Here’s an interesting confluence of coincidences for you.

Hugo Chavez tried twice before he got his constitution’s term limits removed so he could become Presidente for Life. Our Proto-Dictator goes all soft and cuddly with him with not a word about the role of a constitution in a democracy.

Zaleya tries to use extra-constitutional smoke and mirrors to have his constitution’s term limits removed so he could become Presidente for Life. Our Proto-Dictator leaps to his defense in the name of “democracy” while ignoring the fact that the constitution is the keystone of democracy.

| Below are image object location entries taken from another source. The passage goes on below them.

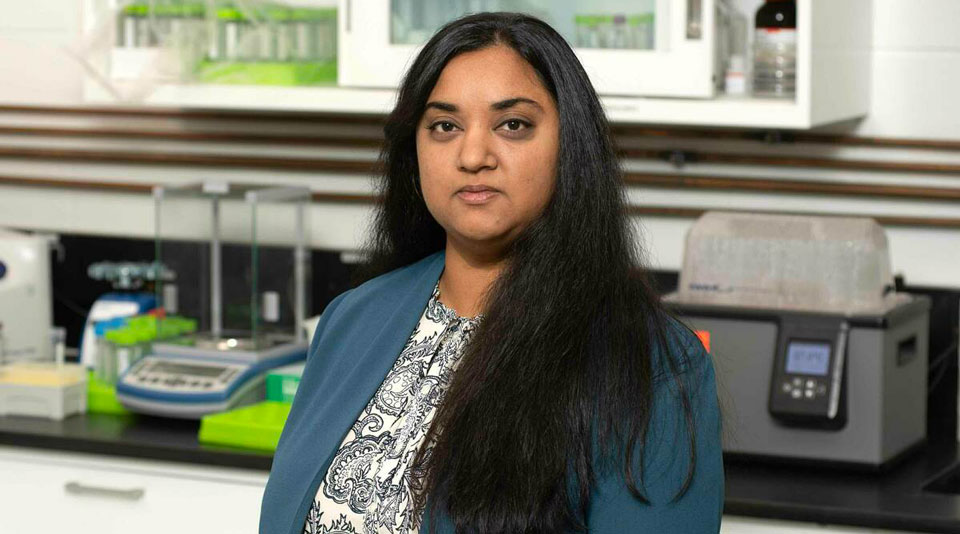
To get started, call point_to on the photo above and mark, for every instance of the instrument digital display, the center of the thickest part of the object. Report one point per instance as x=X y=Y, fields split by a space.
x=809 y=358
x=179 y=368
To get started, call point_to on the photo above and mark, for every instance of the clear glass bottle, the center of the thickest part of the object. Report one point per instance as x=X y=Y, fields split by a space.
x=775 y=50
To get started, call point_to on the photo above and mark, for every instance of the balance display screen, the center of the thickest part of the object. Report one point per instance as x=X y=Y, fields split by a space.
x=808 y=358
x=178 y=368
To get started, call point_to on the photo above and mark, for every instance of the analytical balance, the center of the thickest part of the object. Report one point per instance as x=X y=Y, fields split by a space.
x=242 y=264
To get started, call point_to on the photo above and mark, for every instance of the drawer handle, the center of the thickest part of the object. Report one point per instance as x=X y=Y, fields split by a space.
x=77 y=488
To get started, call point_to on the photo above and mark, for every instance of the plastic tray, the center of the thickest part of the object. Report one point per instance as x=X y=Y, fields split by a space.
x=257 y=426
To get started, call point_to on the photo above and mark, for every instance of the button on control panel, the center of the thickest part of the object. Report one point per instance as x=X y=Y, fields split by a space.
x=804 y=388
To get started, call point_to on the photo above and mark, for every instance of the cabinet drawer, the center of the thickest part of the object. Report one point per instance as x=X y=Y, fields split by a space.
x=102 y=495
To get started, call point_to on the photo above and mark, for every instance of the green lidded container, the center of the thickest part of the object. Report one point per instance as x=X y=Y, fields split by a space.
x=282 y=382
x=257 y=426
x=102 y=397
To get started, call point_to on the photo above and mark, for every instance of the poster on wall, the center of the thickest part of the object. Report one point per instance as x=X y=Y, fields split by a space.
x=131 y=47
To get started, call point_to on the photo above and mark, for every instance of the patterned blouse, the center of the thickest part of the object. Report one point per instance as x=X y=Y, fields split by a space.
x=368 y=487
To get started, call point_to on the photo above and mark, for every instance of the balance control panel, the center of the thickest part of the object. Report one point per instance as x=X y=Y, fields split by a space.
x=176 y=376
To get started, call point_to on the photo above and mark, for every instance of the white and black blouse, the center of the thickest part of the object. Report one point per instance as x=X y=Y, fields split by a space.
x=369 y=486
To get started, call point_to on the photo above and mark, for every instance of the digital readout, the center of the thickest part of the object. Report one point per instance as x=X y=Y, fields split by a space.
x=808 y=358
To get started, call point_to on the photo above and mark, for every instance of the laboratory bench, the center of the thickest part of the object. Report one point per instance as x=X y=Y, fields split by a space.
x=895 y=499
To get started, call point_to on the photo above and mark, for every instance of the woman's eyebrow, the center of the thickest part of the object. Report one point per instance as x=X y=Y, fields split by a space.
x=496 y=106
x=510 y=102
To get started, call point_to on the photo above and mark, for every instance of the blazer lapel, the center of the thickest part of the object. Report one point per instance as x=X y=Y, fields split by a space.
x=359 y=346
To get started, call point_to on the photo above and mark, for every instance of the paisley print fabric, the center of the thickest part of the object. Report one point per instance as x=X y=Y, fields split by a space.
x=368 y=487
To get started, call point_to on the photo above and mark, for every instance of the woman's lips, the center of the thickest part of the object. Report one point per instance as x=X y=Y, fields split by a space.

Recent stories indicate that our Proto-Dictator’s people are already working on how to get the 22nd Amendment of our Constitution repealed — or how to get around it, if recent history accurately reflects their attitude toward the Constitution — so he can become President for Life..

Obama has no choice but to sanctify Chavez and Zaleya because he will need to justify his own elevation to life status.

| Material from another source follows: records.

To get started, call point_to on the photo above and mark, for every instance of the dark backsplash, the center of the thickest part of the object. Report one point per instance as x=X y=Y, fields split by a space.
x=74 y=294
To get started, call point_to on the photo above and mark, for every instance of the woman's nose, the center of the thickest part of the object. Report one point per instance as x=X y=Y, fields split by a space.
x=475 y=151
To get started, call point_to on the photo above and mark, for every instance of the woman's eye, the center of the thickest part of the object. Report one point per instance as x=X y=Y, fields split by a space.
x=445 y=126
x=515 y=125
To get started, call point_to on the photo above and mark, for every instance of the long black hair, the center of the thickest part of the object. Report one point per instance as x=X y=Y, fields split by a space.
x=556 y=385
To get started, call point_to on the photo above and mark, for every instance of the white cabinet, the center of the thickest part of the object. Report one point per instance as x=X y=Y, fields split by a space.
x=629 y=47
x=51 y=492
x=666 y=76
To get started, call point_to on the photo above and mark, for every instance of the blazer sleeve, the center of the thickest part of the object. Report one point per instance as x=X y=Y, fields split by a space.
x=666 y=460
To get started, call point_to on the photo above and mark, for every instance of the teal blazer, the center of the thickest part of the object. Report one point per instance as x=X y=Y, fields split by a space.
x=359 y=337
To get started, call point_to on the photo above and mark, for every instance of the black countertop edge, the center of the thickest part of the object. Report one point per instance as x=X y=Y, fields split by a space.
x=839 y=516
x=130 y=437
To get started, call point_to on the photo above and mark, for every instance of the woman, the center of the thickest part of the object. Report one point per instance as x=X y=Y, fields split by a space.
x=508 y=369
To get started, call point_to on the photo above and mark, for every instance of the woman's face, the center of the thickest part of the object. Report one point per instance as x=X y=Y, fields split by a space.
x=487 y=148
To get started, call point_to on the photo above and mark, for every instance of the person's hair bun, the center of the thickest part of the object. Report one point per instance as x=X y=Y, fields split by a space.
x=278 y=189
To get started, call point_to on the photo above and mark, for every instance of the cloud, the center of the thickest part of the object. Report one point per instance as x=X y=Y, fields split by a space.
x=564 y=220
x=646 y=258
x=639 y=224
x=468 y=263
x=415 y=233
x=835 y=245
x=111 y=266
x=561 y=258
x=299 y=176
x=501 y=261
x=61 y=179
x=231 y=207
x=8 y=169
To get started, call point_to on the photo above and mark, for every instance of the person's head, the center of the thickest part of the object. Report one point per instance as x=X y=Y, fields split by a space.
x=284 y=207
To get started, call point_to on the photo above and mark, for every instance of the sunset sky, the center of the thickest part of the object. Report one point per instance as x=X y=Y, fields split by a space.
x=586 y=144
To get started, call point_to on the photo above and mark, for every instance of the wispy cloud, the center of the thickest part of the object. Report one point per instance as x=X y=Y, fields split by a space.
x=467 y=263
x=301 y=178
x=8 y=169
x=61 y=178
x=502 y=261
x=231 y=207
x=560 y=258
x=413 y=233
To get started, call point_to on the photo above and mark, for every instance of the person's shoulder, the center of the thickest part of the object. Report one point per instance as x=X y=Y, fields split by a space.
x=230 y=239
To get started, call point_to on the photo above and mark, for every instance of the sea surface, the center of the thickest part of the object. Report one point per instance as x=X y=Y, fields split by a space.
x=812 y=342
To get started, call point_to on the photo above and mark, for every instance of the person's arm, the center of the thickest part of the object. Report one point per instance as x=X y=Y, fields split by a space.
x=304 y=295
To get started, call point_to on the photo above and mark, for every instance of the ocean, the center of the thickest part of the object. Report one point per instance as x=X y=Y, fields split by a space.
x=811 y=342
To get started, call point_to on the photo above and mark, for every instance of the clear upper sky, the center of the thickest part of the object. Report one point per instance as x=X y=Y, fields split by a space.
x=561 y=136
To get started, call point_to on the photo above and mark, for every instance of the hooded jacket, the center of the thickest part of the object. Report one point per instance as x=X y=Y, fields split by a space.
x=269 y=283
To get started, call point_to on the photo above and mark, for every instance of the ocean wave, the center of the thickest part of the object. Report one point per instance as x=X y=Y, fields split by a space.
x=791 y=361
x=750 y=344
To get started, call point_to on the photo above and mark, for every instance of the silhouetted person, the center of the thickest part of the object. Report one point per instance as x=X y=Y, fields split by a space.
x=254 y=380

Democracy, it seems, no longer has anything to do with the will of the people and, tragically, even less to do with constitutions.

That way tyranny lies.
–A. C. Santore

READER MAILING
Re: Dick Grogan’s letter (under “No Comments”) in Reader Mail’s California  Nightmarin‘:

I would like to bring to your attention that the comments section at TAS is not the same as Reader Mail. The Reader Mail section is far more important. Case in point is in today’s first comment in comments section by a man who used the name “Paul Mills” in comments section underneath the article about Zelaya. [That comment has been deleted –Ed.] While I am not a blogger, as many are, I can still recognize the difference in a site where someone takes a great deal of time to measure meaningful words that might be meaningful read by many others, as opposed to a section where filthy language is followed by near worthless comments. This section could not even pass the muster of the multitude of reasoned thinkers who sit and copiously measure thoughts and words that appear in the next issue of the magazine, under Reader Mail.

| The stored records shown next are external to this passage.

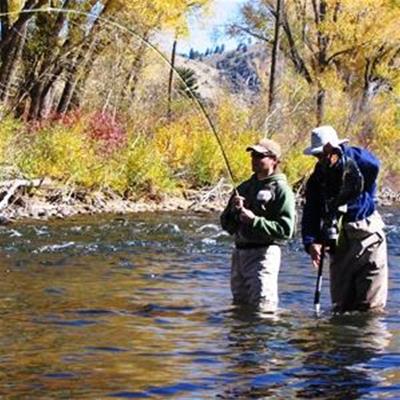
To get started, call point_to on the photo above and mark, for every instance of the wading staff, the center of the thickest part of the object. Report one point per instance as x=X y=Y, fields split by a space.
x=318 y=284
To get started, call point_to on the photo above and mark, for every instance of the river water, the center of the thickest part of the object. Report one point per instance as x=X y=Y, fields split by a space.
x=140 y=307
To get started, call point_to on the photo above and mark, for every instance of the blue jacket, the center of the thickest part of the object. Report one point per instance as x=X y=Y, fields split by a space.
x=358 y=207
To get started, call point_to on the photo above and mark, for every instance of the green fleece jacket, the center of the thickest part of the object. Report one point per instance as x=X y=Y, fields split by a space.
x=273 y=203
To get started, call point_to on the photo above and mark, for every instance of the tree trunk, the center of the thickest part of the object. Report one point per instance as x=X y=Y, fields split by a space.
x=171 y=76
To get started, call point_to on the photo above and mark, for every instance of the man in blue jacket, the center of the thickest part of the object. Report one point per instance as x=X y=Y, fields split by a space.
x=340 y=216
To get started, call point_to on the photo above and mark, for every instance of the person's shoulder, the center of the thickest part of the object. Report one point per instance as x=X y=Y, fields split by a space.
x=244 y=184
x=360 y=154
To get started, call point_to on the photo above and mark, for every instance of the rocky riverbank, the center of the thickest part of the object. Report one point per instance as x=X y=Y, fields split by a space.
x=44 y=199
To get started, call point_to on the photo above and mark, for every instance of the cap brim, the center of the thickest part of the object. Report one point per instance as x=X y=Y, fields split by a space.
x=311 y=151
x=257 y=148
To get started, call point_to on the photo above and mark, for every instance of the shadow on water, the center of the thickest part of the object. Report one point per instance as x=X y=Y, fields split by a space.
x=141 y=308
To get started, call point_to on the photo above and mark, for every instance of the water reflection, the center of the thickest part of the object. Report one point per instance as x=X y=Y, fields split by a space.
x=336 y=356
x=141 y=307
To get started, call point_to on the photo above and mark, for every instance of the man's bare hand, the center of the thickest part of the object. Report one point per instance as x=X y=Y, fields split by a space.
x=315 y=253
x=246 y=216
x=238 y=202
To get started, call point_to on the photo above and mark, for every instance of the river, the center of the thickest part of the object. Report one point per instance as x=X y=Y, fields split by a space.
x=139 y=306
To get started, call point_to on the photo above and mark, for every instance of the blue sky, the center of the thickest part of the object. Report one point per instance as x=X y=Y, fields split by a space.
x=207 y=31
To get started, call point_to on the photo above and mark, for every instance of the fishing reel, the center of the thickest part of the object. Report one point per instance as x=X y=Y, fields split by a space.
x=330 y=233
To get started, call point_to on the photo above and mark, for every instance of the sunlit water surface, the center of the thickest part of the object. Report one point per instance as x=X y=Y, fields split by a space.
x=140 y=307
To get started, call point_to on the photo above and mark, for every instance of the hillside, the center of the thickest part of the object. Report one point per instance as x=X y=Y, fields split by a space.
x=239 y=71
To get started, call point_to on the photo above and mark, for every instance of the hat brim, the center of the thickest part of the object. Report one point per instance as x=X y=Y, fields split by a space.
x=311 y=151
x=257 y=148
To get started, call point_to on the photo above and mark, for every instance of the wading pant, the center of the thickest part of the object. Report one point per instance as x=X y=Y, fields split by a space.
x=254 y=277
x=358 y=269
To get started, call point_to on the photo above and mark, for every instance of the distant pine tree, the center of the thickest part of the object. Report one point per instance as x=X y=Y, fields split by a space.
x=188 y=84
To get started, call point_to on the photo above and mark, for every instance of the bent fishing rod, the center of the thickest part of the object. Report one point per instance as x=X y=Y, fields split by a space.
x=114 y=23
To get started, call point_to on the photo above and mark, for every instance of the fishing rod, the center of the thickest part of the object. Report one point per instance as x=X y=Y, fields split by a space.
x=117 y=24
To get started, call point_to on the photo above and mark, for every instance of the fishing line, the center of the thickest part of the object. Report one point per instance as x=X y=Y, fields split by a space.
x=117 y=24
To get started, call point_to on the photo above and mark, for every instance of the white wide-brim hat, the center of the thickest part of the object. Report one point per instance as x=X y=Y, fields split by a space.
x=320 y=137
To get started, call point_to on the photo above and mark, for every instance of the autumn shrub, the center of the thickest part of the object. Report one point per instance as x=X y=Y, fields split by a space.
x=146 y=169
x=60 y=153
x=106 y=131
x=10 y=130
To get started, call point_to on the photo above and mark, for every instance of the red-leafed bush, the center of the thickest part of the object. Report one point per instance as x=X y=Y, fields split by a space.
x=107 y=131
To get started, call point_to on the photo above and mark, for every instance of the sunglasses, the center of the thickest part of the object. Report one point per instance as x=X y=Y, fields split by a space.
x=254 y=154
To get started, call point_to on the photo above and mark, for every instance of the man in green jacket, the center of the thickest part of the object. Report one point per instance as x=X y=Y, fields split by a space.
x=261 y=216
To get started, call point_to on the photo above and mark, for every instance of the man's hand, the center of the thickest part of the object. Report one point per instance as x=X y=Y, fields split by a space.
x=315 y=253
x=237 y=202
x=246 y=216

There are so many who look forward to reading the carefully written thoughts of folks from Minnesota, Virginia, Texas, and California. I think of the names and personalities I have come to look for immediately when I open your daily column. Certainly, you as the magazine’s editor can sweep away these writers by classifying them in as meaningless chatter and subjugate them to a “comments” section. But, I would suggest you will by missing some of the best writers I have ever read. Where do you place a Diane Smith and Ira Kessel and Michael Tomlinson, Jay Molyneaux, Ken Shreve, and so many others from whom I learned from? We live in soundbite times. What we need is to sit up and listen to reasoned thinking that will give us courage to meet the morrow.

It isn’t just the same when you read a hastily written piece in Comments. On Thursday there was even a comment written in Japanese. I wonder how many TAS readers understood that? So, I ask you not to discontinue the Reader Mail portion of TAS. It has great value for us as we draw encouragement in these dark times.